NITROGEN FIXING EFFICIENCY OF SOME INDIGENOUS RHIZOBIUM LEGUMINOSARUM ISOLATES FROM RED CLOVER (TRIFOLIUM PRATENSE L.) AND WHITE CLOVER (TRIFOLIUM REPENS L.) NODULES

2014 
The increasing demand for food leads to intensive agricultural practices which require a high input of synthetic fertilizer. The excess fertilizer ends up in aquatic ecosystems, leading to eutrophication and hypoxia. An alternative would be the use of microorganisms capable of incorporating atmospheric nitrogen into organic compounds. Nitrogen fixing bacteria, collectively known as rhizobia, establish symbiosis with leguminous plants in exchange for a carbon source, this relationship being beneficial for both parties.

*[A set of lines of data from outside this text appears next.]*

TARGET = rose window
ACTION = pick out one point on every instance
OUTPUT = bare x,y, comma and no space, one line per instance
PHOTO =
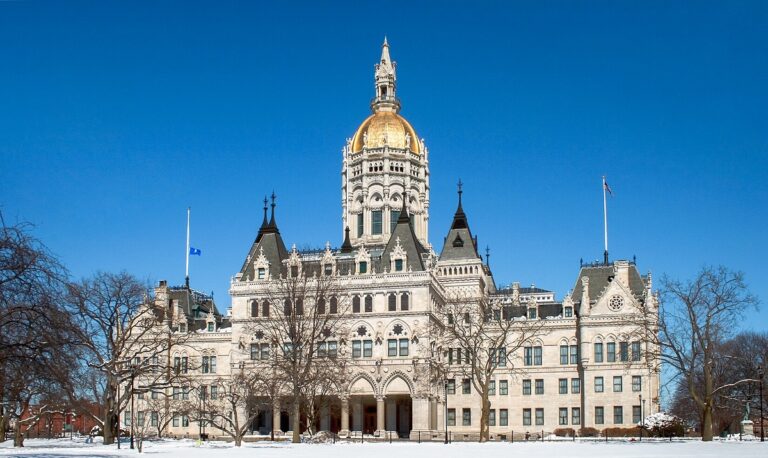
615,303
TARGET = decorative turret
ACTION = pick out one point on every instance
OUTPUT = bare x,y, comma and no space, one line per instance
386,79
384,160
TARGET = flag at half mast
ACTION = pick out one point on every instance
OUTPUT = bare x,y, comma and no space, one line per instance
606,190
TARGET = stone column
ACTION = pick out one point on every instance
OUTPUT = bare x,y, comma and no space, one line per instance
420,416
380,427
391,415
344,416
276,419
357,414
441,416
325,419
433,413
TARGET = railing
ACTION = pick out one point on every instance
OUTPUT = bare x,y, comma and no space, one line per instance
386,98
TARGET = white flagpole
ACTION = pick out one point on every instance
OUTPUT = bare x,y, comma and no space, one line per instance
605,223
186,275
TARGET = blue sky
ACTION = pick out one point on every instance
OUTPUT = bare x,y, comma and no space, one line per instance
114,117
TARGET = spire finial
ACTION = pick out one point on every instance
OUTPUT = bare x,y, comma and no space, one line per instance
264,223
272,219
346,247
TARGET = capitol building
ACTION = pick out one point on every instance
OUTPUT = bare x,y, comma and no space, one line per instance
586,366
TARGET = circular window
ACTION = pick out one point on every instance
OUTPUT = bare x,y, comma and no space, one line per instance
616,303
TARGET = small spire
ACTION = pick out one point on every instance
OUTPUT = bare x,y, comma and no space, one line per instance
404,217
264,222
272,219
346,247
385,52
459,218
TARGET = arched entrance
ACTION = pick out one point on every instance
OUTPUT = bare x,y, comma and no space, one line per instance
398,406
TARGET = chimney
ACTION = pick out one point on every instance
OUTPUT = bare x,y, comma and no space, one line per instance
585,305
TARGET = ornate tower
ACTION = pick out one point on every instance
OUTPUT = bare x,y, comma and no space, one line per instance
385,164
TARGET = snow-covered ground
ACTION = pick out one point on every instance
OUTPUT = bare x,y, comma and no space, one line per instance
63,448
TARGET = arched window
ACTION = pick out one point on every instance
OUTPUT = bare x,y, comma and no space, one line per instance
356,304
265,309
254,309
321,306
334,305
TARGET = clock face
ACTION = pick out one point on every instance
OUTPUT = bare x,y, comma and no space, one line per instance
616,303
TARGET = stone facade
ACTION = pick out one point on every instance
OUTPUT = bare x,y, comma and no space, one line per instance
587,369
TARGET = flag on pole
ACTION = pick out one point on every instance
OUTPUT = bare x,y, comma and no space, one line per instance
607,188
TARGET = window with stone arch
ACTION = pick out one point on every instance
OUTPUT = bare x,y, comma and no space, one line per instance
265,309
356,304
334,307
254,308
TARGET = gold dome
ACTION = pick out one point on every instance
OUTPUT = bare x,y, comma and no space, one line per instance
385,128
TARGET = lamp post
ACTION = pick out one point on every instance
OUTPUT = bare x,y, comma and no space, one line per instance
760,375
445,391
642,418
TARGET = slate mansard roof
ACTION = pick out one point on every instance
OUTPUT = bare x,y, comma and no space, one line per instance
601,276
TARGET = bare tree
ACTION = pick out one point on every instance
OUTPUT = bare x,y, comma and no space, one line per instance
695,317
481,338
739,359
122,337
34,329
304,328
227,404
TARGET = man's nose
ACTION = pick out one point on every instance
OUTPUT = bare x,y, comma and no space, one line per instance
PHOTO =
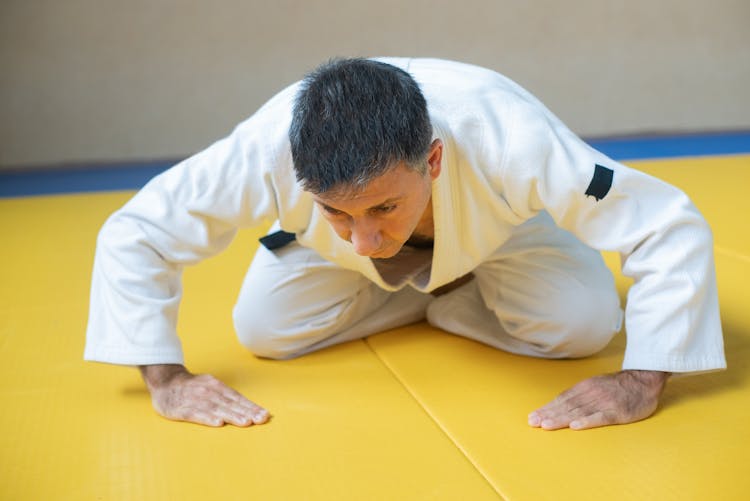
366,237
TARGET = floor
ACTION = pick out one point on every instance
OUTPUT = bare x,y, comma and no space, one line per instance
411,414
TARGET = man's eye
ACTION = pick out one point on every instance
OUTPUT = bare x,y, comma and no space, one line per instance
332,211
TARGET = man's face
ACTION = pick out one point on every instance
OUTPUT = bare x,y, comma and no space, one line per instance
379,219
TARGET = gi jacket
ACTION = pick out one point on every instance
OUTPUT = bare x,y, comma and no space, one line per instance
506,159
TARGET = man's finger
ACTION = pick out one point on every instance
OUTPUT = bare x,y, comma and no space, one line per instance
591,421
205,418
231,417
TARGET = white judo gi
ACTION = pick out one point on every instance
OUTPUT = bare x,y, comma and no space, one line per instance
521,203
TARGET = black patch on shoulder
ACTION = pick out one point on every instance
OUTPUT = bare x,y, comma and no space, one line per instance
277,239
600,183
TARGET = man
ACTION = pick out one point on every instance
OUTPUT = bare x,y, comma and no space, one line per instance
405,189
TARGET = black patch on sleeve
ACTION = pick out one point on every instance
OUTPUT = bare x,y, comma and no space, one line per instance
600,183
277,239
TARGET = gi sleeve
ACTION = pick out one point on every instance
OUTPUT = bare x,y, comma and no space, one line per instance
665,245
182,216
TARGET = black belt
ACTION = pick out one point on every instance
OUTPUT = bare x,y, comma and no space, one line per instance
277,239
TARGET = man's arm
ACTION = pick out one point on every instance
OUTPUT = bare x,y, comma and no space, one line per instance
624,397
179,395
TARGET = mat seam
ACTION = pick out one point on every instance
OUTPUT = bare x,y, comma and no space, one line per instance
435,420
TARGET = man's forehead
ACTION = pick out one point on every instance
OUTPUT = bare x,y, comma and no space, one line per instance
359,198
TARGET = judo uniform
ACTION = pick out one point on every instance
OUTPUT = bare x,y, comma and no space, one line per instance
521,202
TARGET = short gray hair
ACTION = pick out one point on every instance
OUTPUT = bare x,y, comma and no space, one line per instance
353,119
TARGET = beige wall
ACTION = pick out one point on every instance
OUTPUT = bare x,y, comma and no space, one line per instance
89,80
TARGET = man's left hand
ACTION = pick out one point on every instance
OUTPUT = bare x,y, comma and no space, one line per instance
623,397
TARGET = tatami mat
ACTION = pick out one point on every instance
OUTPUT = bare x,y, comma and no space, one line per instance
412,413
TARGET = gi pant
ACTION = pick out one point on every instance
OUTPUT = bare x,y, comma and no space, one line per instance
542,293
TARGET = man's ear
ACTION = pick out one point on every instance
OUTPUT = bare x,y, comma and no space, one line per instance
435,158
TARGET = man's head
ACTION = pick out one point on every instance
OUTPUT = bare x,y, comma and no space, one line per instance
353,120
361,144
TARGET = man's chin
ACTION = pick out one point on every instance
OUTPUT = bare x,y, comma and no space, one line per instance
386,253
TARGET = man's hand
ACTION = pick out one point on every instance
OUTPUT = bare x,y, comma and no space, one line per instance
177,394
623,397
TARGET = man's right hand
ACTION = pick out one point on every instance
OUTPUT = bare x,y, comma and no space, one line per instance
177,394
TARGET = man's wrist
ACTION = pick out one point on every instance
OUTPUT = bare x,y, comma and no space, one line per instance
158,375
655,380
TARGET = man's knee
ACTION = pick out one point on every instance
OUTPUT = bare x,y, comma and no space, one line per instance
577,325
266,337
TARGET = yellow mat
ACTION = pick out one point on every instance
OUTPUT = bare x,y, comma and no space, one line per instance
408,414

Commercial rhizobial strains have been used as crop inoculants to improve biomass production but the commercial strains are not as adapted to pedo-climatic conditions as the local, indigenous strains. We tested the nitrogen fixing efficiency of some native Rhizobium leguminosarum isolates from Romania, on biomass production of two clover species. Plants inoculated with the A2, R37 and R73 rhizobial isolates showed the highest amount of biomass accumulation.